顾命摇了摇头:“属下也不清楚,或许是他们内部出了问题,或许是另有谋划。”他的语气平静,听不出任何破绽。
大祭司盯着他看了许久,最终收回目光,没有再追问。
“你此行,可有收获?”大祭司换了个话题。
顾命沉吟片刻,缓缓道:“浩然仙域的先天隐患已除,浩然仙王已恢复清明,他承诺,将与天庭联手,共抗先天。”
大祭司眼中闪过一丝光芒,那是欣慰,也是释然。
浩然仙王,乱古第三天尊,终于不再中立,这无疑是天庭的一大助力。
“好。”大祭司点了点头,“你做的不错。”
顾命沉默片刻,忽然开口:“大祭司,属下有一事相询。”
“说。”
“如何踏入迷失之境?”
大祭司的神色骤然凝重,他看着顾命,目光中带着审视,也带着警惕。
“你问这个做什么?”
顾命坦然道:“属下有一位故人,被困迷失之境,属下想救他出来。”
大祭司沉默许久,缓缓开口:“迷失之境,非寻常之地。那是超脱者陨落后,其执念与道则交织而成的混沌领域。欲踏入迷失之境,除了那些尝试破境超脱的无上存在会遭遇,便只有先天神魔族能做到。你虽有不死之身,但迷失之境不同于死亡,它会困住你的意识,让你永世沉沦。哪怕你能复活,若意识被困在迷失之境,也不过是一具行尸走肉。”
顾命面色不变:“属下明白,但属下必须去。”
大祭司看着他,看了许久。
他从顾命眼中看到了坚定,看到了决绝,也看到了那种他再熟悉不过的执拗。
“我不会告诉你怎么去。”大祭司收回目光,闭上眼。
“也不会允许你去,你走了,天庭怎么办?司法宫怎么办?那些追随你的人,怎么办?”
顾命沉默。
大祭司继续道:“你若执意要去,先踏入乱古天尊之境,否则,去了也是送死。”
顾命拱手:“属下明白。”
他不再坚持,大祭司不愿告知,自有人知晓,随后离开道霄宫。
身后,大祭司睁开眼,望着他的背影,眼中满是复杂。
他的手指轻轻抚摸着窥天镜,低声喃喃:“迷失之境……他要救谁?”
……
顾命离开道霄宫后,没有回司法宫,而是去了天狱。
径直穿过重重宫阙,越过层层禁制,来到天狱入口。
幽暗的天狱之门依旧高耸,混沌神金铸就的门扉上铭刻着无数镇压符文,散发着冰冷的光芒。

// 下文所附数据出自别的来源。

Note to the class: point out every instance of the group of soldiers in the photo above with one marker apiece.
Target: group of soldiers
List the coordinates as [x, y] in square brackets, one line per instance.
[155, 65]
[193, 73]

狱门两侧,那些沉睡的存在感应到他的气息,纷纷睁开眼,又缓缓闭上。
没有人阻拦他,以顾命如今的身份,以他司法宫宫主的地位,进出天狱,自然不会有人阻止。
他踏入门中,穿过那片死寂的炼狱虚空。
脚下是无形的虚空,每一步落下都有涟漪荡漾。
头顶是寂灭雷霆,噬灵狱炎,那些足以让仙王胆寒的恐怖景象,在他面前温顺如绵羊。
顾命走过一层又一层黑暗,越过一尊又一尊被镇压的存在。
那些曾经对他怒骂、讥讽、嘲笑的囚徒,此刻沉默不语,只是用复杂的目光注视着他的背影。
顾命一路畅通无阻,来到天狱最深处。
这里没有光芒,没有声音,只有无边的幽暗。
幽暗之中,锁链哗啦作响,那声音低沉而悠远,如同岁月长河的流淌。
锁链的尽头,一道身影被贯穿,困于虚空之中。
幽蓝长发如瀑布垂落,在黑暗中散发着淡淡的幽光。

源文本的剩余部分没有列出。